The bone marrow stromal cell antigen 2 (BST2) gene encodes a host restriction factor that acts as an innate immune sensor of HIV-1 exposure and suppresses release of HIV-1 particles. We aimed to identify associations of variants in the BST2 gene region with HIV-1 acquisition and disease progression.Design/methods:
Using HIV+ cases and HIV− controls from the Urban Health Study (n = 3136 African Americans and European Americans who inject drugs), we tested 470 variants in BST2 and its flanking regions for association with HIV-1 acquisition and log-transformed viral load.Results:
We found that the single nucleotide polymorphism (SNP) rs113189798 surpassed the P value threshold corrected for multiple testing. The rs113189798-G allele (frequency = 16% in African Americans, 4% in European Americans) was associated with increased HIV-1 acquisition risk (meta-analysis P = 1.43 × 10−4): odds ratio (95% confidence interval) of 1.22 (1.01–1.49) in African Americans and 2.17 (1.43–3.33) in European Americans.

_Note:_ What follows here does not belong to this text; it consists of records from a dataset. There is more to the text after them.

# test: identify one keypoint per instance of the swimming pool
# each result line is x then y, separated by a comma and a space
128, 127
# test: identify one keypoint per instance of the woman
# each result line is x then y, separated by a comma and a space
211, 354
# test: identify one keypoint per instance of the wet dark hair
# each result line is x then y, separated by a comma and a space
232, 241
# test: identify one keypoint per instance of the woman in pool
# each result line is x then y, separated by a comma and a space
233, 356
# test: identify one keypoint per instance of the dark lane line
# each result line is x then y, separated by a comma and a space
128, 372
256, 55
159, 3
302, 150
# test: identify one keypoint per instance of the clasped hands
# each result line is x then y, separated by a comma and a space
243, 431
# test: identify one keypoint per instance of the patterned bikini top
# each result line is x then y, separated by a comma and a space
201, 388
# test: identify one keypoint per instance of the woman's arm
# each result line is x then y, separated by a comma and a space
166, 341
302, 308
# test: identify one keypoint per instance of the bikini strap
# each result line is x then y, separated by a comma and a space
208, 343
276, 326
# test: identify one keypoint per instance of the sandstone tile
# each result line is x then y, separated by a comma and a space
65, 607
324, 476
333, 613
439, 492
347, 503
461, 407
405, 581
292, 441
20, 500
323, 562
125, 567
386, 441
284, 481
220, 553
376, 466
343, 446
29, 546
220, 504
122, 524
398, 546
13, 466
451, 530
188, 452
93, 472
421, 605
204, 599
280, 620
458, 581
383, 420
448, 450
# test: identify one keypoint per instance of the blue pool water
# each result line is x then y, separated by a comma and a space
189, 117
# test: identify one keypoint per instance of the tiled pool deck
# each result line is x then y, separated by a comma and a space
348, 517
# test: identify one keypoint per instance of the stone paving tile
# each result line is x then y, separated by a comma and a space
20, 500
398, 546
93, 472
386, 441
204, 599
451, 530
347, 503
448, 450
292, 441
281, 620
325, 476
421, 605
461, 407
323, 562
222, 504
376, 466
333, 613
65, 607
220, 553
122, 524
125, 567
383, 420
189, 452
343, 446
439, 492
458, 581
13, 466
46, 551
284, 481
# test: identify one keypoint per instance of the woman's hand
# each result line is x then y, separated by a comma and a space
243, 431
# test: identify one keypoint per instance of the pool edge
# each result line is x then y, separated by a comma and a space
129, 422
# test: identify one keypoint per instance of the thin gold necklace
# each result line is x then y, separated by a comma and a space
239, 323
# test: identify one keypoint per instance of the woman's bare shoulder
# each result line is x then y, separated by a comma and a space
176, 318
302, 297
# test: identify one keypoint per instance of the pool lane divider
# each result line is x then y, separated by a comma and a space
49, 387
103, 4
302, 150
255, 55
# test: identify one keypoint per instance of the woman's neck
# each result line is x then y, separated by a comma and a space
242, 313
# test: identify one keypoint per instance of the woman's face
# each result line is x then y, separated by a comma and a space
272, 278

We also found that the previously reported rs12609479-A allele (frequency = 35% in African Americans, 81% in European Americans) was nominally associated with decreased risk of acquiring HIV-1 in our study (meta-analysis P = 0.036). Rs12609479-A is predicted to increase BST2 expression and thereby decrease risk of acquiring HIV-1. Rs113189798 and rs12609479 were only weakly correlated [square of the correlation coefficient (r2) = 0.2–0.4] and represented distinct association signals. None of our tested variants were significantly associated with log-transformed viral load among the HIV-infected cases.Conclusion:
Our findings support BST2 as a genetic susceptibility factor for HIV-1 acquisition: identifying a novel SNP association for rs13189798 and linking the previously reported regulatory SNP rs12609479 to HIV-1 acquisition.